To answer this question, we first show that prepetition lenders dominate the supply of DIP loans (more than 70% of the cases). This is hardly surprising since, under §364(d) of the Bankruptcy Code, granting collateral to the DIP lender requires “priming” the lien of prepetition lenders, the debtor must obtain their consent. Moreover, a prepetition lender may “roll up” portions of the existing debt into the DIP loan package, which lowers the risk of the prepetition loan as well. By blocking the debtor’s access to DIP loans from new lenders, prepetition DIP-loan providers are in a strong monopolistic bargaining position vis-à-vis the debtor – resulting in opportunities for rent extraction. However, when collateralizing the DIP loan does not require priming prepetition lenders, the debtor may turn to new lenders such as hedge funds (HF) or private equity funds (PE). In these cases, it is reasonable to expect competition among the prospective DIP-loan providers to lower spreads. However, we find the opposite: While there is no evidence that DIP loans provided by new lenders face a greater risk of default, loans spreads are significantly higher.

It is possible that, notwithstanding the strong contractual protection afforded by DIP loans, there may be unobservable heterogeneity in the risk of firms seeking DIP loans that only a skilled DIP-loan provider is able to detect ex ante.

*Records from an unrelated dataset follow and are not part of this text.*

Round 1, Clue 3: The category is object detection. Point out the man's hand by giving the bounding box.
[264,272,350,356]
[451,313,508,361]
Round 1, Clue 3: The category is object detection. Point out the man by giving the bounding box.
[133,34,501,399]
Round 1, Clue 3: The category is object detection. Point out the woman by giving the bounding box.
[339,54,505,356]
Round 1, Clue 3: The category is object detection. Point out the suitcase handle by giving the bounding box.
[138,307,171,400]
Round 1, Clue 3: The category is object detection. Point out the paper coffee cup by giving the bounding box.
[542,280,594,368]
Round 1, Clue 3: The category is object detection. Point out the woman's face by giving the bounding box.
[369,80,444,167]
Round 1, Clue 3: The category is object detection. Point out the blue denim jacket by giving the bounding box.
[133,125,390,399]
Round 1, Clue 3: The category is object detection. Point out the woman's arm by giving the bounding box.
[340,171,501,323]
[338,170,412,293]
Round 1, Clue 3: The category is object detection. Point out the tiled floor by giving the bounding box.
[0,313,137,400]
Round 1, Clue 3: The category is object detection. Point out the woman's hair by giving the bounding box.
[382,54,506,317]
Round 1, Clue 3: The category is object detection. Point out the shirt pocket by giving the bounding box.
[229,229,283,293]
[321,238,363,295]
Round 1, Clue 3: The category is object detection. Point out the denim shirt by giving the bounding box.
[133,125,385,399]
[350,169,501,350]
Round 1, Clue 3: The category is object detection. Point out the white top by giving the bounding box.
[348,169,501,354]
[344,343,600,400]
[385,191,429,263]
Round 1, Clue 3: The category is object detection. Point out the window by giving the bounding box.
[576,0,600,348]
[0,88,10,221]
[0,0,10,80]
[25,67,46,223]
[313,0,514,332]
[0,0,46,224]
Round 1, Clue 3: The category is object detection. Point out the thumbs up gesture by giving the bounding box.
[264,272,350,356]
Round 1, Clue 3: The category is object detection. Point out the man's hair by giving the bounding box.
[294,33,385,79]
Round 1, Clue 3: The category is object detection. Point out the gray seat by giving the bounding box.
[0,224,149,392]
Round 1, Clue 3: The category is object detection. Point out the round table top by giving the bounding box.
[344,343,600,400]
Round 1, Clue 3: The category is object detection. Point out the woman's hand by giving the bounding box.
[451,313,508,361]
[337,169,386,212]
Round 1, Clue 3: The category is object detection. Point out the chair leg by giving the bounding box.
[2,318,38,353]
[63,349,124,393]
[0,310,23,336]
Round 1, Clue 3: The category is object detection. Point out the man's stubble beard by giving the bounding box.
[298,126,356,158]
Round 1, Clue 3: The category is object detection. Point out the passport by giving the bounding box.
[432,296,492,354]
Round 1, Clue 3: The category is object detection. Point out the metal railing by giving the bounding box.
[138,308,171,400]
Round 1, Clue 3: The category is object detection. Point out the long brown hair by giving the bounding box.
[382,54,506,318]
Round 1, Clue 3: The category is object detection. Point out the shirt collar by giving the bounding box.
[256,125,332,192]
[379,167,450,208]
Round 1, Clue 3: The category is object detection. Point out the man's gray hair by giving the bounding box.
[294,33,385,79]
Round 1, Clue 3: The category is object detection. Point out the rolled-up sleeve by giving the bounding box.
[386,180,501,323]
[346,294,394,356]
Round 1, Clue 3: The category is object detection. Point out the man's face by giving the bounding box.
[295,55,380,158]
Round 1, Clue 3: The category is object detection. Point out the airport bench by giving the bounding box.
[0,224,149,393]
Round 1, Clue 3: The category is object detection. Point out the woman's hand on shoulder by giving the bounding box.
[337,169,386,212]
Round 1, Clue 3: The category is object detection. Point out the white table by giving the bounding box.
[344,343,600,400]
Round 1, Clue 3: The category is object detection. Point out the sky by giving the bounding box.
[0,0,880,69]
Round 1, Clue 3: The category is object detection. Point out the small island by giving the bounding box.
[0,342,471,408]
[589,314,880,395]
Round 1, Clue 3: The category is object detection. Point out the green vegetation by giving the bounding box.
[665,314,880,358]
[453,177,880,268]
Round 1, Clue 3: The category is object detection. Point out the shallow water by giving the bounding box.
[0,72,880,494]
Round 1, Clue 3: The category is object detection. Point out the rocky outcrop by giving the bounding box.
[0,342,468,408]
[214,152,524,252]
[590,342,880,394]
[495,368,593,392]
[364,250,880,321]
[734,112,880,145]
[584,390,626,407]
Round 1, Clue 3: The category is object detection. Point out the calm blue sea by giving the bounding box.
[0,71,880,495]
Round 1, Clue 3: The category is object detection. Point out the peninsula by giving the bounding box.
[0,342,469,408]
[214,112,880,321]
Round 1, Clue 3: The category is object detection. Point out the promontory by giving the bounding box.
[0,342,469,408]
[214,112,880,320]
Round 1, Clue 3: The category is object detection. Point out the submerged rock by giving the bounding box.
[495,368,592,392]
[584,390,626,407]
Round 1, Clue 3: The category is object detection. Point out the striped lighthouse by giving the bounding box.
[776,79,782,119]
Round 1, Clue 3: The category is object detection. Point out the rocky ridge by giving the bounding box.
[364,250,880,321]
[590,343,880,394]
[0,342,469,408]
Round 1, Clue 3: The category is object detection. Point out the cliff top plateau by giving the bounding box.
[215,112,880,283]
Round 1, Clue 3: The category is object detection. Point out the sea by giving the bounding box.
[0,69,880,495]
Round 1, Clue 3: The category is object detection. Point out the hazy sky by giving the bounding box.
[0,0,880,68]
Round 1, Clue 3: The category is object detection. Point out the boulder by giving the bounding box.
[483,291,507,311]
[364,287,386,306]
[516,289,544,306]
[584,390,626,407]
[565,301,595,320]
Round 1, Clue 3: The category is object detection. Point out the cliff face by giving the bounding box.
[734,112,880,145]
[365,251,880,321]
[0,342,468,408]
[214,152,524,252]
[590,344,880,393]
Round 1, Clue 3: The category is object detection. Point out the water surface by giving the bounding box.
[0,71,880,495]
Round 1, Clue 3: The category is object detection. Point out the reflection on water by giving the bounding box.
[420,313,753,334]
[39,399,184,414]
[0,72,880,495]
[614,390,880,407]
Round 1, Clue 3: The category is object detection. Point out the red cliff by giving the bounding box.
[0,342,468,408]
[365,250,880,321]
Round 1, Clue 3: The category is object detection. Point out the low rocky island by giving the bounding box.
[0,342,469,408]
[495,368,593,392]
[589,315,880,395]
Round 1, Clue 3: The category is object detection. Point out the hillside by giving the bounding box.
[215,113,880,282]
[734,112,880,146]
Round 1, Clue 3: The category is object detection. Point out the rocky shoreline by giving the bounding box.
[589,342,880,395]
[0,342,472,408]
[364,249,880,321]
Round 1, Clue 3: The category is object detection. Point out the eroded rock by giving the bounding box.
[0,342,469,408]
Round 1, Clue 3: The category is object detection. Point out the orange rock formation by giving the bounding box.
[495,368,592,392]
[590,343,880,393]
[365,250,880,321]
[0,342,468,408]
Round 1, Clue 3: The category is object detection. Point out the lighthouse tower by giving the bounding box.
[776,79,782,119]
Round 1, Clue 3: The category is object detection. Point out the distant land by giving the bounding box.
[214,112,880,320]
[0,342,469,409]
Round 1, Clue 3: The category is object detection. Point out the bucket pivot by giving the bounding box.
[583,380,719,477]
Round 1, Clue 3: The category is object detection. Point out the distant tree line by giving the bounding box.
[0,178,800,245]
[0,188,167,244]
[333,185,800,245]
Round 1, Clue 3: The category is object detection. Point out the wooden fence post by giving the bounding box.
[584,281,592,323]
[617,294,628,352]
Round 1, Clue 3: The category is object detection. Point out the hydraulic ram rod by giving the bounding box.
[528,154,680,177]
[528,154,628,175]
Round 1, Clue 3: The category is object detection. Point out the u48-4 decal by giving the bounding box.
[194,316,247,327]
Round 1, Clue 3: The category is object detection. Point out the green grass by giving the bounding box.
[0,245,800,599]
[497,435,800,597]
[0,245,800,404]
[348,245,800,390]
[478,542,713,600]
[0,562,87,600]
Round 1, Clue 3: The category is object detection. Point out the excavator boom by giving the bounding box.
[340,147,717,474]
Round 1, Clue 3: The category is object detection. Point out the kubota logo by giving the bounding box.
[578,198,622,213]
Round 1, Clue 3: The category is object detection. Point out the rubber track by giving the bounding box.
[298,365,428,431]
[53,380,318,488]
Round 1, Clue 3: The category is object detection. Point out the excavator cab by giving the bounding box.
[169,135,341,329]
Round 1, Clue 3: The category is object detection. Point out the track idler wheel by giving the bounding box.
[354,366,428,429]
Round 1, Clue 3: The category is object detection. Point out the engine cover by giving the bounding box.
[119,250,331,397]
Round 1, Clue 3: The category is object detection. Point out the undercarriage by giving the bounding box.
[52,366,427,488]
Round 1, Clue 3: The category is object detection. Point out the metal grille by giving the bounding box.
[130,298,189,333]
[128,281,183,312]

If so, a high loan spread may be viewed as a return to the loan provider’s unique screening ability. We investigate this possibility by comparing spreads and fees in DIP loans on leveraged loans (“junk” debt). Presumably, the much longer maturities of leveraged loans (on average five years), combined with their much lower control rights and degree of collateralization, renders leveraged loans more risky than DIP loans. In fact, using Moody’s rating information, the typical spread on a B-rated leveraged loan has an expected default rate that is much higher than what we estimate for our DIP loan sample. Therefore, we expect leveraged loans that are supplied by sophisticated financial institutions to have higher spreads. Instead, we find the opposite: DIP-loan spreads are 236 bps higher than leveraged loans matched on size, industry and year of issuance, 255 bps (152 bps) higher than leveraged loans by the same firm within three years (one year) of filing.

Last, but not least, we show that junior claimholders (unsecured creditor committees and suppliers) file objections to the DIP-loan terms in as much as over 60% of the cases in our sample. Moreover, spreads are 80+ bps higher when objections occur, suggesting that high spreads are a concern. However, reading case files, we do not find a single case where the court lowered the loan spread (or fee). Although both the spirit and the letter of §364 require the terms of DIP-loans to be “fair, reasonable and adequate”, courts appear not to act as a backstop for what our data strongly suggest is significant extraction of economic rents by DIP-loan providers.